Abstract
We read with great interest the proposal made by Gary Collins and Karel Moons1 to develop a version of the Transparent Reporting of a Multivariable Prediction Model for Individual Prognosis or Diagnosis (TRIPOD) statement that is specific to machine learning (ML), to be known as TRIPOD-ML.2 We agree that the understandable excitement around ML-enabled technologies should not overrule the need for robust scientific evaluation, and ML prediction model studies should adopt established guidance for reporting.
Demonstrating a good level of accuracy in ML-based predictive models is a major step in the validation process. However, the true clinical impact of such models, as interventions, will rely on the model demonstrating superior patient outcomes in randomised clinical trials. As of July, 2019, 368 clinical trials in the field of artificial intelligence (AI) or ML are registered on ClinicalTrials.gov. As with studies of predictive models, AI interventions (both diagnostic and therapeutic) are associated with specific challenges that are insufficiently addressed by the existing Consolidated Standards of Reporting Trials (CONSORT) and Standard Protocol Items: Recommendations for Interventional Trials (SPIRIT) statements.3 For example, elements that require detailed and specific reporting include infrastructure of the trial setting and its ability to administer an ML intervention in real time, the inclusion and exclusion criteria at both the participant level and the input-data level, the interaction between an algorithm and humans that constitutes the intervention and its downstream effects, and other strategies involving adaptive ML technologies that have the potential to continuously improve in performance.

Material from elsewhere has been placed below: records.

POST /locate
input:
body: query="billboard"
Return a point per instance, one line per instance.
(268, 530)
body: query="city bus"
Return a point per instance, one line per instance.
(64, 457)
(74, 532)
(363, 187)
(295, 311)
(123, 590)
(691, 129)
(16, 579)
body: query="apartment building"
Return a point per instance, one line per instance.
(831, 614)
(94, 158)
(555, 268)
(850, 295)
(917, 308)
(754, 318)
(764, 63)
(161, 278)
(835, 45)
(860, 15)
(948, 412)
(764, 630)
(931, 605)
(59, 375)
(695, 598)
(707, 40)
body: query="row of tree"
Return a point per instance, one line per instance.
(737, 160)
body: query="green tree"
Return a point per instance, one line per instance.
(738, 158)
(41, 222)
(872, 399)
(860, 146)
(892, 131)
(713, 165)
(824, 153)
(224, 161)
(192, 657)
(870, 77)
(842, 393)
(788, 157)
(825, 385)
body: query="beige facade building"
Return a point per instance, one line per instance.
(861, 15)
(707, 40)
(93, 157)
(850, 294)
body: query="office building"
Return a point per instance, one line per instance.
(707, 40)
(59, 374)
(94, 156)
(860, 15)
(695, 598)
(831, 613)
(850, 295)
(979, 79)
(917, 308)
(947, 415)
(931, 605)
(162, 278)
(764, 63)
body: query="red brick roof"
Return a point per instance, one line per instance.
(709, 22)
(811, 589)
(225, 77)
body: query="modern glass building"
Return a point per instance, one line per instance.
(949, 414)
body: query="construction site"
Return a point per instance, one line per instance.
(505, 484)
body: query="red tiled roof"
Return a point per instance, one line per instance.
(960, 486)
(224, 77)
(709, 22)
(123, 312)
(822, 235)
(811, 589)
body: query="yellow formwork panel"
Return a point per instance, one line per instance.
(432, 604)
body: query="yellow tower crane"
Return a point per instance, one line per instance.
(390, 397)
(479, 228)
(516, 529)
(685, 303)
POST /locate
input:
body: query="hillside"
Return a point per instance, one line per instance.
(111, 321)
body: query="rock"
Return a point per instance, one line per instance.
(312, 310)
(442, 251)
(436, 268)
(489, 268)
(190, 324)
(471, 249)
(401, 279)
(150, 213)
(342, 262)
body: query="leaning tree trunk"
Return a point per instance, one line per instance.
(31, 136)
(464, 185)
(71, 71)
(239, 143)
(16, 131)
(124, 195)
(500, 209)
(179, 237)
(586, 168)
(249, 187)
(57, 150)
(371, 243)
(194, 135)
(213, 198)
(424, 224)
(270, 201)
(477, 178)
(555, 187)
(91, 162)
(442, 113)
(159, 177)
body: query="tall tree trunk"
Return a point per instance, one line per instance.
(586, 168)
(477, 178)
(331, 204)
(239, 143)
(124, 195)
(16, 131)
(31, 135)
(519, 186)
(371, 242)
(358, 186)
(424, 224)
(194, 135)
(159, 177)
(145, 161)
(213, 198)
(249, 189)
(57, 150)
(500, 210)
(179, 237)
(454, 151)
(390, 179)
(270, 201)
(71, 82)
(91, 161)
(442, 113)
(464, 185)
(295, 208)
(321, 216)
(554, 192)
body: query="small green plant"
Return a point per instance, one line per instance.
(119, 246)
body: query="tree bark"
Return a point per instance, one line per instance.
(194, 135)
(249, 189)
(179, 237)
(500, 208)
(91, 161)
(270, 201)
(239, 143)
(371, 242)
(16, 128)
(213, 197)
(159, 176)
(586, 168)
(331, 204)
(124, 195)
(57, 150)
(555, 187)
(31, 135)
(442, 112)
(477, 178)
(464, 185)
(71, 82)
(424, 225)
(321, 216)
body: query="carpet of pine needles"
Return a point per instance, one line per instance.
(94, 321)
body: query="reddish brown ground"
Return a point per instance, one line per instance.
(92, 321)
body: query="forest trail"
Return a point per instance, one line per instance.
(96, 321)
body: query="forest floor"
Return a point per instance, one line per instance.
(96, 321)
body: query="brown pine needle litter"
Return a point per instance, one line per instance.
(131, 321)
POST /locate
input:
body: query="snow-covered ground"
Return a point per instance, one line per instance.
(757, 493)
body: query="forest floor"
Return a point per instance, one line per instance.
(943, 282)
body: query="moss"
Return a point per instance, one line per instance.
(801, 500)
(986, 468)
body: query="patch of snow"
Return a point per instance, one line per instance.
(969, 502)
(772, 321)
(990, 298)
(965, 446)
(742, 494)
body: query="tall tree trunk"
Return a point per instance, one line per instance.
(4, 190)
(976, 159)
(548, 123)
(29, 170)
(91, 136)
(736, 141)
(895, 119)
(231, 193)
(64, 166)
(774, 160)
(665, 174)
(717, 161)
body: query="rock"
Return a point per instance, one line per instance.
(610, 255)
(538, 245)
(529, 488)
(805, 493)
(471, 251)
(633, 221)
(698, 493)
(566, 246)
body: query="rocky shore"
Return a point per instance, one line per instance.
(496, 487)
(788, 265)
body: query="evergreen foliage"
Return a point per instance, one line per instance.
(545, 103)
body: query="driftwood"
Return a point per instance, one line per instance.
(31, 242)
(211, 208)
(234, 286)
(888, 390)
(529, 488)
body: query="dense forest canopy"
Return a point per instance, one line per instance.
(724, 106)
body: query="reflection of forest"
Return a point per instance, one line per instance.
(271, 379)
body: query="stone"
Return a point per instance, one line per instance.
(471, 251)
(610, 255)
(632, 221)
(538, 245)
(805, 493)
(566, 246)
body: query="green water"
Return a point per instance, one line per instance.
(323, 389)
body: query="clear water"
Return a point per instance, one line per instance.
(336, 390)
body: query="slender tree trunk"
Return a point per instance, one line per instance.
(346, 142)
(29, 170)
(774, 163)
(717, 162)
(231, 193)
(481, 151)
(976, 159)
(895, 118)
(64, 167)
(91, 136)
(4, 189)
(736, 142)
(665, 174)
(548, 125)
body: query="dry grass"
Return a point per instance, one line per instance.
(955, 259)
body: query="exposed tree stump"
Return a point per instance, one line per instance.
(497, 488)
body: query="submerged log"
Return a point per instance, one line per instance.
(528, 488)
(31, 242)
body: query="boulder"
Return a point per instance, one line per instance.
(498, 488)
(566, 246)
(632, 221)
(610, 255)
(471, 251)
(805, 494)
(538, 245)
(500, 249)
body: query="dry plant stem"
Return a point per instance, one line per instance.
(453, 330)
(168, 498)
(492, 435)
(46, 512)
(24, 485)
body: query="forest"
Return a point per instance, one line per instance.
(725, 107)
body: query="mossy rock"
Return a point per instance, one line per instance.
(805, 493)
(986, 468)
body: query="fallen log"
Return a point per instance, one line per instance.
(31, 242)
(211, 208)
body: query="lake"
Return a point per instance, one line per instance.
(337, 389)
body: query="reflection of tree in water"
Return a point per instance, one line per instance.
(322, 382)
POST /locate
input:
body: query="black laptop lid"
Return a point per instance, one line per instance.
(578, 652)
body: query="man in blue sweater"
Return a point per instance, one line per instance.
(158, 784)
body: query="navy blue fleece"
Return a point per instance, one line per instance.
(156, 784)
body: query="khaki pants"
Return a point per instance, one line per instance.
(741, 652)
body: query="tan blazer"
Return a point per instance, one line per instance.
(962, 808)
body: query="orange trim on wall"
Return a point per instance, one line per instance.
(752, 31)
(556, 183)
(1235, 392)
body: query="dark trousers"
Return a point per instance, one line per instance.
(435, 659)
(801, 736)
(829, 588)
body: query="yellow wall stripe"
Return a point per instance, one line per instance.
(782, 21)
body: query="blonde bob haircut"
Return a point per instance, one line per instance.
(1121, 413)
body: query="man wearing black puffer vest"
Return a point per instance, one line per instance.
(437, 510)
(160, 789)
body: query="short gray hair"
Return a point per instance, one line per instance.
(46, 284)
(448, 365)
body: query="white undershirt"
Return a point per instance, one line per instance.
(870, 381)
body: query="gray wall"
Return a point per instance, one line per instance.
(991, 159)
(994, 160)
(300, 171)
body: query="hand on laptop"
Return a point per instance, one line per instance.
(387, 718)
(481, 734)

To address these challenges, we are preparing extensions of the CONSORT and SPIRIT statements, CONSORT-AI and SPIRIT-AI, which will specifically focus on clinical trials in which the intervention includes an ML or other AI component. CONSORT-AI4 and SPIRIT-AI will be complementary to the TRIPOD-ML extension proposed by Collins and Moons,1 which addresses the validation stage of a predictive AI model. Together these standards can ensure the same level of reporting transparency is maintained as ML models are taken from observational studies to prospective clinical trials.